Sosyal Güvenlik Müfettişleri Derneğinden Basın
Duyurusu
Yaklaşık 15 gün önce hain bir saldırı sonucu vefat
eden Muğla SGK il müdürü merhum Naci Şahin için
Sosyal Güvenlik Müfettişleri Derneğinin açıklamak
zorunda kaldığı basın duyurusunu sizlerle paylaşmak
istiyorum.
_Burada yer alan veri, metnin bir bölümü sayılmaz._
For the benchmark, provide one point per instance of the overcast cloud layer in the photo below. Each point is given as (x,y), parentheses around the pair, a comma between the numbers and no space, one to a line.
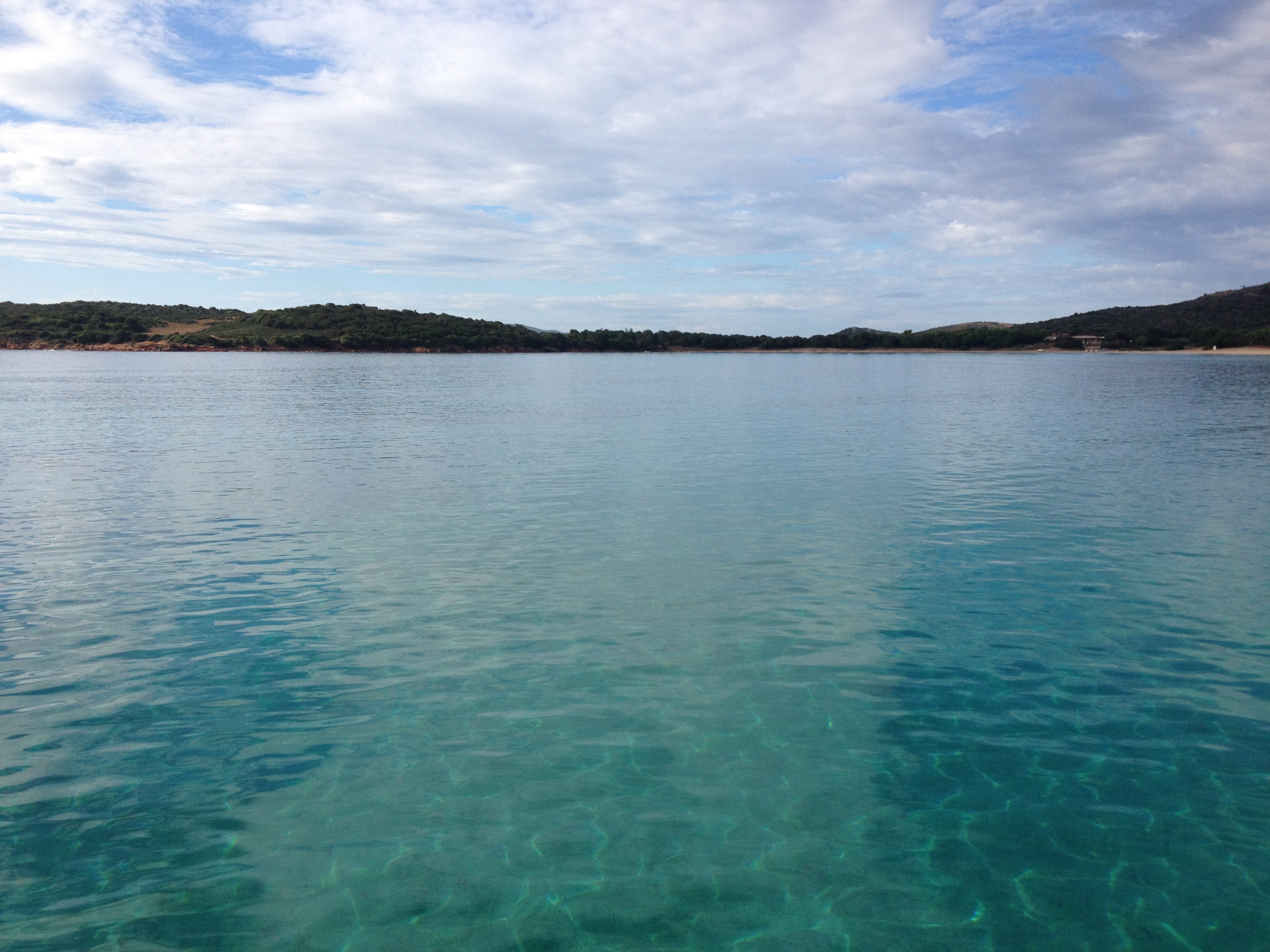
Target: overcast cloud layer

Vatanına ve milletine hizmet dışında
başka bir gayesi olmayan merhum kardeşime belki de
son defa görevimi yapmak adına bu duyuruyu köşeme
alıyorum.
“Sosyal Güvenlik Kurumu Muğla İl Müdürü ve aynı
zamanda meslektaşımız olan Naci ŞAHİN 8 Nisan 2011
tarihinde alçakça ve haince bir saldırı neticesinde
hayatını kaybetmiştir.
Merhum Naci ŞAHİN Başmüfettiş iken herhangi bir
maddi menfaat mülahazası içine girmeden sadece ve
sadece milletine, devletine ve kurumuna faydalı
olabilmek düşüncesiyle sekiz ay önce bu görevi kabul
etmiş ve bu menfur saldırı anına kadar canla başla
çalışarak vazifesini hakkıyla yerine getirmiştir. İl
müdürlüğü görevine getirilmesinin kendisine hiçbir
maddi katkısı olmamıştır. Buna mukabil
meslektaşımız, üç sosyal güvenlik kurumunun
getirdiği devasa ve yıllanmış sorunları, görev yeri
olan Muğla ilinde çözmeye çalışmış, yıllardır sessiz
kalınan sorunlara bir müfettiş cesaretiyle çözümler
üretmiş, insanımıza daha iyi hizmet verme gayreti
içerisinde gecesini gündüzüne katmış ve asla şahsi
bir beklenti içine girmemiştir. Öyle olsaydı çok
sevdiği müfettişlik mesleğini bırakıp memleketinden
uzak bir yerde böylesine zorlu bir görevi yürütmeye
evet demezdi.
Hal böyle iken bazı çevre ve gruplar insafla,
insanlıkla ve vicdanla telif edilemeyecek manalara
gelen açıklama izah ve yorumlar yapmakta, caniyi
masum, saldırıyı haklı, merhumu “hak etmiş” gibi
göstermeye çalışmakta ve tam bir sorumsuzluk örneği
sergilemektedirler.
Unutulmamalıdır ki makamı, mevkii, konumu ne olursa
olsun bir insanı öldürmek bütün insanlığı öldürmek
gibidir ve hiçbir sebep bir cana alçakça kıymayı
haklı göstermez.
Bu sebeple; müteveffanın yakınlarını rencide edecek,
vicdanları yaralayacak, kin ve nefrete sebep olacak
sorumsuz açıklamalardan, izah ve yorumlardan
kaçınılması gerektiğini hatırlatır, merhum
meslektaşımız Naci Şahin’e Allah’tan rahmet, kederli
ailesine sabır, milletimize başsağlığı dileriz.”